Furthermore, the angles BAC and ACD are congruent as they are the alternate interior angles at the parallel lines AB and DC and the transverse AC (see the lesson Parallel lines
in this site). The angles ABD and BDC are congruent too as they are the alternate interior angles at the parallel lines AB and DC and the transverse DB (see the same lesson
Parallel lines in this site). Hence, the triangles ABP and CDP are congruent in accordance to the postulate 2 (ASA) of the lesson Congruence tests for triangles, which is under the topic Triangles in the section Geometry in this site.

This means that the segments AP and PC, BP and PD are congruent: AP = PC, BP = PD as the corresponding sides of the congruent triangles ABP and CDP.

This is what to be demonstrated. The proof is completed.

The opposite statement to the Theorem 1 is valid too.

Theorem 2
If in a quadrilateral the two diagonals bisect each other, then both pairs of the opposite sides are parallel. Prove.
 Proof You are given the quadrilateral ABCD (Figure 2), in which                    the two diagonals AC and BD bisect each other. In other words, the segments AP and PC, BP and PD are congruent: AP = PC, and BP = PD, where P is the intersection point of the diagonals AC and BD. You need to prove that the opposite sides are parallel: AB is parallel to DC and AD is parallel to BC. The proof is actually very simple (Figure 3). Consider the triangles ABP and CDP. By the condition, they have congruent sides AP and PC, BP and PD. In addition, the included angles APB and CPD are congruent as vertical angles formed by the straight lines AC and BD. Figure 2. To the Theorem 2 Figure 3. To the proof of the Theorem 2

Therefore, the triangles ABP and CDP are congruent in accordance to the postulate 1 (SAS) of the lesson Congruence tests for triangles, which is under the topic Triangles
of the section Geometry in this site. This implies that the angles CAB and ACD are congruent as the corresponding angles of the congruent triangles ABP and CDP.
But these angles are the alternate interior angles formed by the straight lines AB and DC and the transverse AC (see the lesson Parallel lines under the topic of the section Geometry in this site). Hence, the straight lines AB and DC are parallel in accordance to the Converse of parallel transversal theorem of the same lesson Parallel lines.

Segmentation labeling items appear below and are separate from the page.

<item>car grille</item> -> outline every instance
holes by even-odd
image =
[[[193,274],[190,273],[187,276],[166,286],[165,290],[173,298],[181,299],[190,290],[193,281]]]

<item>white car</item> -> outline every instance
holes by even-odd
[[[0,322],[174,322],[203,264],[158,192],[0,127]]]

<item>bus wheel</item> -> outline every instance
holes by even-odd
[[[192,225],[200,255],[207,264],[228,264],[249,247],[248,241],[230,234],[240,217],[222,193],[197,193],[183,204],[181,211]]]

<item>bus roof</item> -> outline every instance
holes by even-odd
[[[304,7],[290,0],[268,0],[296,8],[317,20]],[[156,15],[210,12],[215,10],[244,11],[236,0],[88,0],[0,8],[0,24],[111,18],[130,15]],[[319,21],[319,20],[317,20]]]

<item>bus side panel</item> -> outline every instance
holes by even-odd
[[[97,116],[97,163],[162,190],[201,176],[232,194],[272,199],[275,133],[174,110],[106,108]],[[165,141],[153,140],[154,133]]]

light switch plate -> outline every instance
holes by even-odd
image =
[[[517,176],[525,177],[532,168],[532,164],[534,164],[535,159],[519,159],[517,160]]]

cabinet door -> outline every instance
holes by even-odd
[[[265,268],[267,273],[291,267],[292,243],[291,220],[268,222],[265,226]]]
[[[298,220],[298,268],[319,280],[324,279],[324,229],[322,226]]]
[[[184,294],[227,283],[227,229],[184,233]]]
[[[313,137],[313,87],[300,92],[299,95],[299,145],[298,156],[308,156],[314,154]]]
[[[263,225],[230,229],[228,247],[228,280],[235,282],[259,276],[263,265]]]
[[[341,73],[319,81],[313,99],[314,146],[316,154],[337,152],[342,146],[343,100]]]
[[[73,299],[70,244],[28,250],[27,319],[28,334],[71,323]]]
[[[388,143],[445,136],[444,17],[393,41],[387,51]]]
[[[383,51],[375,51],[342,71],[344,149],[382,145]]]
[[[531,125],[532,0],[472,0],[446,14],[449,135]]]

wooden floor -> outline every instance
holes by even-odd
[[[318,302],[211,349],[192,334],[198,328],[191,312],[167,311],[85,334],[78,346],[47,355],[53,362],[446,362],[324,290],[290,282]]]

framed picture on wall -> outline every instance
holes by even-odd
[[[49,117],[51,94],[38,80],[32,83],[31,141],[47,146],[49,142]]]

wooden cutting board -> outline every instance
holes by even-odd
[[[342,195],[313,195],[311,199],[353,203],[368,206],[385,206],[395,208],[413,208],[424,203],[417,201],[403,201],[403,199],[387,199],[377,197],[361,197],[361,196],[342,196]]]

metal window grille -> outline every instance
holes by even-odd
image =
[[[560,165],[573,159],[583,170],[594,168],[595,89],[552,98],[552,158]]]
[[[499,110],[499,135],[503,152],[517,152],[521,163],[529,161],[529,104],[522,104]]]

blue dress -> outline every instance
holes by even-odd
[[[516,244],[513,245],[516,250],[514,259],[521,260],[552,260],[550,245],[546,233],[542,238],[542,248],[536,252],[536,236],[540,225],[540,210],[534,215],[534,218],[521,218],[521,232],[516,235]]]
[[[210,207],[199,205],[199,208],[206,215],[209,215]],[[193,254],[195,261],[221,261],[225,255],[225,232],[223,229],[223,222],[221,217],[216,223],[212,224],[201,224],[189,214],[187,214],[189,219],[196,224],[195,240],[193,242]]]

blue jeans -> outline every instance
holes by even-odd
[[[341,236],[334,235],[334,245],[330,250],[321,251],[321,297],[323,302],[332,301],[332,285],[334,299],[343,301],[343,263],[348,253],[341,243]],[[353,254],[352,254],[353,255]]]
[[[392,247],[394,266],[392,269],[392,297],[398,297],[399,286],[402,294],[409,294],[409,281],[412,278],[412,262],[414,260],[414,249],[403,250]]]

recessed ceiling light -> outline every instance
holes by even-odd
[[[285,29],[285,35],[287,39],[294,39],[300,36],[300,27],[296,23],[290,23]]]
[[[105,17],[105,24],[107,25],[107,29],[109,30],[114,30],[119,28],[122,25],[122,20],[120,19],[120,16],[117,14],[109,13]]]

Similarly, the triangles ADP and CBP (Figure 3) have congruent sides AP and PC, BP and PD by the condition. In addition, the included angles APD and CPB are congruent as
vertical angles formed by the straight lines AC and BD. Therefore, the triangles ADP and CBP are congruent in accordance to the postulate 1 (SAS) of the lesson
Congruence tests for triangles in this site. This implies that the angles APD and CPB are congruent as the corresponding angles of the congruent triangles ADP and CBP.
But these angles are the alternate interior angles formed by the straight lines AD and BC and the transverse BD (see the lesson Parallel lines in this site). Hence, the straight
lines AD and BC are parallel in accordance to the Converse of parallel transversal theorem of the same lesson Parallel lines.

Thus, we proved that AB is parallel to DC and AD is parallel to BC, exactly as the Theorem 2 requires.